What a horrible FPP this is

It's not the FPP that is horrible as much as it is your commenting behavior (frequent, pointedly contrarian, obnoxious).
posted by ericost at 5:40 AM on April 12, 2011 [15 favorites]


because you drank SAS's marketing kool-aid.
I did not. but see if you can find a press release from SAS. you're just way too cynical.

You also didn't do the 6 things I asked you to.
how dare I, right.

Also, where are you getting these CatII, CatIII conditions that would make a helicopter unable to be used from?
again: the commenter mentions that on a previous day the same beech 200 was unable to perform such a flight because it isn't certified to land in those conditions. who knows about the helis. sea kings are most often used for search and rescue missions, not transport.

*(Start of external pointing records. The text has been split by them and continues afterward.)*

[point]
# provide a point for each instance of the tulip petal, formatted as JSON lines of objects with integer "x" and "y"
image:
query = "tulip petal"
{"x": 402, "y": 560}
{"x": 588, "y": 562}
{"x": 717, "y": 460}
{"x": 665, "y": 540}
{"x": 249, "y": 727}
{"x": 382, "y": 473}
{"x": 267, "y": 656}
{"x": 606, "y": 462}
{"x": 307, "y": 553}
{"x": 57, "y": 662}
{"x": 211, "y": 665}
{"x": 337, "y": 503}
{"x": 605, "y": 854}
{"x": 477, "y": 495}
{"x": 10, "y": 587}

Why did they make this dude
seems like this dude was a lady.

Also, why are you so defensive
I am not. you are just overly cynical.
posted by krautland at 5:40 AM on April 12, 2011 [3 favorites]


I'm never serving you Folgers Coffee again, hal_c_on. It makes you testy.
posted by ardgedee at 5:41 AM on April 12, 2011


Having lived in Norway for over 5 years, it's believable that they rerouted planes to make it happen for the patient. It's not believable that they did it because some whizzkid in SAS marketing (Snarketing?) spotted an opportunity. As Dr. E's friend said, that's just how things are in Norway.

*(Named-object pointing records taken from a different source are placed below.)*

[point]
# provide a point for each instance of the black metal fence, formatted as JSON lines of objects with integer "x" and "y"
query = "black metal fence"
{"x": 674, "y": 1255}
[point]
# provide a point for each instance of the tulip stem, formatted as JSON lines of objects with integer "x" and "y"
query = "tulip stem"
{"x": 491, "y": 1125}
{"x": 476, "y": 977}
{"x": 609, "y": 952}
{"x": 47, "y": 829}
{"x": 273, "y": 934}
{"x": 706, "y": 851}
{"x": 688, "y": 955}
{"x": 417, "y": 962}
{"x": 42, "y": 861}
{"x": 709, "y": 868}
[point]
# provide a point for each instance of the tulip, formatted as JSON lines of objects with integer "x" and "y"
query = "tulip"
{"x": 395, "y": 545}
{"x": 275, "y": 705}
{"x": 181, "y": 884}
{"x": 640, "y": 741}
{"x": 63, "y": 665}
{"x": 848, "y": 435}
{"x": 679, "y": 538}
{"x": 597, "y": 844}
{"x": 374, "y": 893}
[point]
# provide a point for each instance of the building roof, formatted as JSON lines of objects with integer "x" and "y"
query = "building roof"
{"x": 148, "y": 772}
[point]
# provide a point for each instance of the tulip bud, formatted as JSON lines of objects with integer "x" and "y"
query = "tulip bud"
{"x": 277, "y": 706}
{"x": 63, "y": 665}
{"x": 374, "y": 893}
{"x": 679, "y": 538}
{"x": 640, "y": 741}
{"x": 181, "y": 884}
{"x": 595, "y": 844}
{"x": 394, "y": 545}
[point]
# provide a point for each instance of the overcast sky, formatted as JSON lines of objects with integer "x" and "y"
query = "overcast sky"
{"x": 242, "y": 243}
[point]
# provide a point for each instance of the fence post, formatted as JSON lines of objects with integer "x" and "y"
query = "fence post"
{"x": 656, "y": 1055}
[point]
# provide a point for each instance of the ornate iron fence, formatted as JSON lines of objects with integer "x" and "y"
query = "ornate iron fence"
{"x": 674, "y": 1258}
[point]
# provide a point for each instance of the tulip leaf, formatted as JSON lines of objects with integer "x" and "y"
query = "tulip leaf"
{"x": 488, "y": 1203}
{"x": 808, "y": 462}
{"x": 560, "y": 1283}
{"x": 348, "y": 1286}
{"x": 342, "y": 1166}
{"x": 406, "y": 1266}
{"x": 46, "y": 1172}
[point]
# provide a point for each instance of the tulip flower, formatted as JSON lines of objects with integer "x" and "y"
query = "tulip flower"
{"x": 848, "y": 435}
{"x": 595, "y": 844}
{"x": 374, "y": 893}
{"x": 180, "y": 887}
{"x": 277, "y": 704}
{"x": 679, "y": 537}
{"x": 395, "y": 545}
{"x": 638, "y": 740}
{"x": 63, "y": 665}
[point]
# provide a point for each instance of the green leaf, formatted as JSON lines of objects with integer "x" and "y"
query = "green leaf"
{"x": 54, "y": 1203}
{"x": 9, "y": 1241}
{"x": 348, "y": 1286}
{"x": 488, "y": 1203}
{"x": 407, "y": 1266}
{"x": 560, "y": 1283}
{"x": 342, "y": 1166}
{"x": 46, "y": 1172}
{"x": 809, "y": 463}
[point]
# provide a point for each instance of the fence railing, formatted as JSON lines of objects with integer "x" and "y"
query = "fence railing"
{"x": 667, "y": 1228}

Norwegians are pretty laid back about these kinds of delays, so you wouldn't have a near riot like you do elsewhere. We once got bumped because of landslides in Bergen and moved to the Stavanger flight from Aberdeen and everyone queued up patiently instead of stampeding the check-in desk.
posted by arcticseal at 5:42 AM on April 12, 2011 [2 favorites]


Aaleslund airport also has a squadron of 12 Norwegian Air Ambulance Beech King Air B200 ambulance planes.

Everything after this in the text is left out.